- Born: January 6, 1952 (age 74) Philadelphia, Pennsylvania, US
- Education: Cornell University
- Scientific career
- Fields: Mathematics Ecology Evolutionary Biology
- Workplaces: University of Tennessee Cornell University University of California Davis Grassland Research Institute, UK International Centre for Theoretical Physics, Italy
- Thesis: Models of the Photosynthetic Dynamics of Fragaria virginiana (1979)
- Doctoral advisor: Simon A. Levin
- Website: www.tiem.utk.edu/~gross/

= Louis J. Gross =

American mathematician

Louis J. Gross (born January 6, 1952) is distinguished professor of ecology and evolutionary biology and mathematics at the University of Tennessee. He is the founding director of the National Institute for Mathematical and Biological Synthesis and the Institute for Environmental Modeling. His research focuses on computational and mathematical ecology, with applications to plant physiological ecology, conservation biology, natural resource management, and landscape ecology.

==Education==
Gross received a BSc degree in Mathematics from Drexel University in 1974 and a Phd in applied mathematics, with a minor in ecology and systematics from Cornell University in 1979 under the supervision of Simon A. Levin. From 1986 to 2000, while a faculty member at the University of Tennessee, he co-directed of a series of courses and workshops on mathematical aspects of ecology and environmental science at the International Centre for Theoretical Physics in Italy. These involved participants from over sixty countries, with an objective of building the scholarly infrastructure in the Third World to address environmental problems using their own talent.

==Research==
Gross has co-edited five books, including the Encyclopedia of Theoretical Ecology and Individual-Based Models and Approaches in Ecology. He has been a leader in the development the ATLSS (Across Trophic Level System Simulation) project, one of the largest ecological modeling projects ever constructed, which has provided a critical tool in the ongoing complex restoration planning for the Everglades. The National Science Foundation has funded his research in parallel and grid computing for ecological models, ecological multi-modeling and spatial control of natural systems.
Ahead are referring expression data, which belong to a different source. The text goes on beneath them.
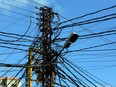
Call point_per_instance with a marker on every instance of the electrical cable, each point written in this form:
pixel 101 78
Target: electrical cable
pixel 101 10
pixel 83 49
pixel 22 35
pixel 94 20
pixel 17 7
pixel 16 12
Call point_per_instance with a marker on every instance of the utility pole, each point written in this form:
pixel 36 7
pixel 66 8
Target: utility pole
pixel 29 70
pixel 46 40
He was the recipient of the 2006 Distinguished Scientist Award from the American Institute of Biological Sciences. Gross has been President of the Society for Mathematical Biology, Chair of the Board of Governors of the Mathematical Biosciences Institute, President of the Faculty Senate at UTK and Chair of the National Research Council Committee on Education in Biocomplexity Research, and Program Chair for the 2008 annual meeting of the Ecological Society of America.

He was elected a Fellow of the Ecological Society of America (2023).